In the midst of the political storm the offshor-ing debate has created in election year, and the public relations problems with India including Washington’s pressure on New Delhi to further relax tariffs andmarkets, this retraction sho-uld give pause for thought to the Kerry campaign’s stand on outsourcing and offshoring, which has lost him several Silicon Valley supporters.
Just as companies may move some jobs to India, so some foreign companies move jobs into the United States, says the article entitled ‘Behind Outsourcing Debate: Surprisingly Few Hard Numbers,’ by staff reporter Jon Hilsenrath.
Occasionally, the beneficiaries of “insourcing” remain uncounted, and the benefits of cheaper goods for Americans are not calculated in the face of the more emotional job loss examples, The Journal notes, even though the U.S. has been moving jobs overseas for decades. Now that it is hitting high-paid jobs, a more vocal minority is making its voice heard in election-year politics.
According to some estimates, about 100,000 white-collar jobs go abroad, but this is small baring the size of the labor market in mind and compared to loss of jobs for other reasons, The Journal contends.

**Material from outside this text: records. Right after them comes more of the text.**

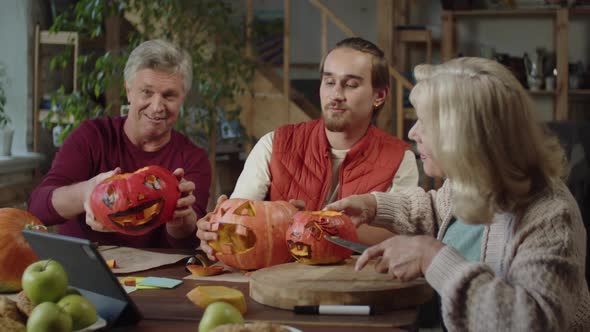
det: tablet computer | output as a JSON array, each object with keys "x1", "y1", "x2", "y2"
[{"x1": 22, "y1": 230, "x2": 142, "y2": 326}]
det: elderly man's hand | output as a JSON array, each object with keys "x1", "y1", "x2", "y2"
[
  {"x1": 84, "y1": 167, "x2": 121, "y2": 232},
  {"x1": 324, "y1": 194, "x2": 377, "y2": 227},
  {"x1": 197, "y1": 195, "x2": 227, "y2": 261},
  {"x1": 166, "y1": 168, "x2": 197, "y2": 239}
]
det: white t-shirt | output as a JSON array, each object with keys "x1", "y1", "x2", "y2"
[{"x1": 231, "y1": 131, "x2": 418, "y2": 205}]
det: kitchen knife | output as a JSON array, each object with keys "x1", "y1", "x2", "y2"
[{"x1": 324, "y1": 235, "x2": 369, "y2": 254}]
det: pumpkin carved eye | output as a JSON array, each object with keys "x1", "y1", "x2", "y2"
[
  {"x1": 102, "y1": 186, "x2": 118, "y2": 209},
  {"x1": 143, "y1": 174, "x2": 162, "y2": 190}
]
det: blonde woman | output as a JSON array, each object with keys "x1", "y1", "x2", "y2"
[{"x1": 327, "y1": 58, "x2": 590, "y2": 331}]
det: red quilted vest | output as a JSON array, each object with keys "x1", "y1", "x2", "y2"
[{"x1": 269, "y1": 120, "x2": 409, "y2": 210}]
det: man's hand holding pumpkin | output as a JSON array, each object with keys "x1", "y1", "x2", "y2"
[
  {"x1": 166, "y1": 168, "x2": 197, "y2": 239},
  {"x1": 84, "y1": 167, "x2": 121, "y2": 232},
  {"x1": 197, "y1": 195, "x2": 227, "y2": 261},
  {"x1": 324, "y1": 194, "x2": 377, "y2": 227}
]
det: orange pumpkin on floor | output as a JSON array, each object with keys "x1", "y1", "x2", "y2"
[
  {"x1": 0, "y1": 208, "x2": 47, "y2": 293},
  {"x1": 286, "y1": 211, "x2": 358, "y2": 264},
  {"x1": 208, "y1": 199, "x2": 297, "y2": 270},
  {"x1": 90, "y1": 166, "x2": 180, "y2": 235}
]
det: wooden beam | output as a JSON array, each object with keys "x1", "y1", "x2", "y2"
[
  {"x1": 376, "y1": 0, "x2": 395, "y2": 133},
  {"x1": 105, "y1": 15, "x2": 121, "y2": 116},
  {"x1": 321, "y1": 12, "x2": 328, "y2": 59},
  {"x1": 283, "y1": 0, "x2": 291, "y2": 123},
  {"x1": 553, "y1": 8, "x2": 569, "y2": 121},
  {"x1": 33, "y1": 24, "x2": 41, "y2": 152},
  {"x1": 309, "y1": 0, "x2": 358, "y2": 37},
  {"x1": 244, "y1": 0, "x2": 255, "y2": 150}
]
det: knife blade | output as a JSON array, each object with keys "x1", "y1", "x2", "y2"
[{"x1": 324, "y1": 235, "x2": 369, "y2": 254}]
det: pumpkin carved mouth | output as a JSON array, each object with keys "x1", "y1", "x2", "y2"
[
  {"x1": 109, "y1": 198, "x2": 164, "y2": 228},
  {"x1": 287, "y1": 240, "x2": 311, "y2": 260},
  {"x1": 209, "y1": 223, "x2": 256, "y2": 255}
]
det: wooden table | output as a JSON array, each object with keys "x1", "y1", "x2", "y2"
[{"x1": 119, "y1": 253, "x2": 418, "y2": 332}]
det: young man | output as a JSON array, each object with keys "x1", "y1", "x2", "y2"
[
  {"x1": 29, "y1": 40, "x2": 211, "y2": 247},
  {"x1": 197, "y1": 38, "x2": 418, "y2": 257}
]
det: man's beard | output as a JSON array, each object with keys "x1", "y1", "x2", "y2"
[{"x1": 324, "y1": 111, "x2": 349, "y2": 133}]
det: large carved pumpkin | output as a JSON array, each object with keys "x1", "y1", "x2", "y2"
[
  {"x1": 208, "y1": 199, "x2": 297, "y2": 270},
  {"x1": 0, "y1": 208, "x2": 47, "y2": 293},
  {"x1": 286, "y1": 211, "x2": 358, "y2": 264},
  {"x1": 90, "y1": 166, "x2": 180, "y2": 235}
]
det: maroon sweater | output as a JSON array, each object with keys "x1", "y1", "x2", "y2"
[{"x1": 28, "y1": 117, "x2": 211, "y2": 248}]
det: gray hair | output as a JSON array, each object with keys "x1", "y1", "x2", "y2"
[
  {"x1": 410, "y1": 58, "x2": 567, "y2": 223},
  {"x1": 124, "y1": 39, "x2": 193, "y2": 93}
]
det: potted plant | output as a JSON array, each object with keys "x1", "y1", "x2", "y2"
[{"x1": 0, "y1": 63, "x2": 14, "y2": 156}]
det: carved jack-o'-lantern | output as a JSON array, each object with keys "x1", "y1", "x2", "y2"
[
  {"x1": 208, "y1": 199, "x2": 297, "y2": 270},
  {"x1": 90, "y1": 166, "x2": 180, "y2": 235},
  {"x1": 286, "y1": 211, "x2": 358, "y2": 264},
  {"x1": 0, "y1": 208, "x2": 47, "y2": 293}
]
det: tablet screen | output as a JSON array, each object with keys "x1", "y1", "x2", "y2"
[{"x1": 23, "y1": 230, "x2": 142, "y2": 326}]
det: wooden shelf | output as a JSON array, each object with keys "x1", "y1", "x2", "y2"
[
  {"x1": 528, "y1": 90, "x2": 555, "y2": 96},
  {"x1": 569, "y1": 89, "x2": 590, "y2": 96},
  {"x1": 39, "y1": 109, "x2": 74, "y2": 123},
  {"x1": 443, "y1": 7, "x2": 590, "y2": 17},
  {"x1": 40, "y1": 30, "x2": 78, "y2": 45}
]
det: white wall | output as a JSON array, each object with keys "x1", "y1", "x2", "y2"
[{"x1": 0, "y1": 0, "x2": 32, "y2": 154}]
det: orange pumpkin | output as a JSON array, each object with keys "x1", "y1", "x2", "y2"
[
  {"x1": 286, "y1": 211, "x2": 358, "y2": 264},
  {"x1": 208, "y1": 199, "x2": 297, "y2": 270},
  {"x1": 90, "y1": 166, "x2": 180, "y2": 235},
  {"x1": 0, "y1": 208, "x2": 47, "y2": 293}
]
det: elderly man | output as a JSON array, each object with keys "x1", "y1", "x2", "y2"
[
  {"x1": 29, "y1": 40, "x2": 211, "y2": 247},
  {"x1": 197, "y1": 38, "x2": 418, "y2": 258}
]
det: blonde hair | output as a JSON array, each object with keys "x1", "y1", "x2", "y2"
[{"x1": 410, "y1": 58, "x2": 567, "y2": 223}]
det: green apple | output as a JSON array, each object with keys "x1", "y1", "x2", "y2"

Meanwhile, John McCarthy, the researcher who came up with the number of 3.3 million jobs being shipped offshore, says his report that made the frontpage in BusinessWeek, was not kosher. “Mr. McCarthy now says his numbers were hyped and that it “makes me a little mad.” He says the projected loss of jobs and income will occur over a number of years, mostly later in the decade.
To date, he says, the actual number of white-collar jobs that have moved offshore is less than 300,000. That equals only about 0.2% of the total job market in any given year,” according to The Journal. “He refers to the increased attention on Indian companies as ‘this call center baloney’.”
The International Data Corp., another market research firm that came up with off-shoring numbers now says their research was flawed, The Journal says. The IDC had concluded last year after surveying eight executives at technology service firms, that some 23 percent of all white-collar tech jobs will go offshore by 2007. Again, this number was picked up by most leading media outlets, including The Journal which quotes an IDC spokesman Michael Shirer as saying the methodology in the report was “a little wobbly” and the number probably an overestimate.
“There is a great deal of partial telling of the story,” The Journal quotes University of Pennsylvania’s Wharton School Management Professor Jitendra Singh saying. “It is understandable given the political season that we are in.”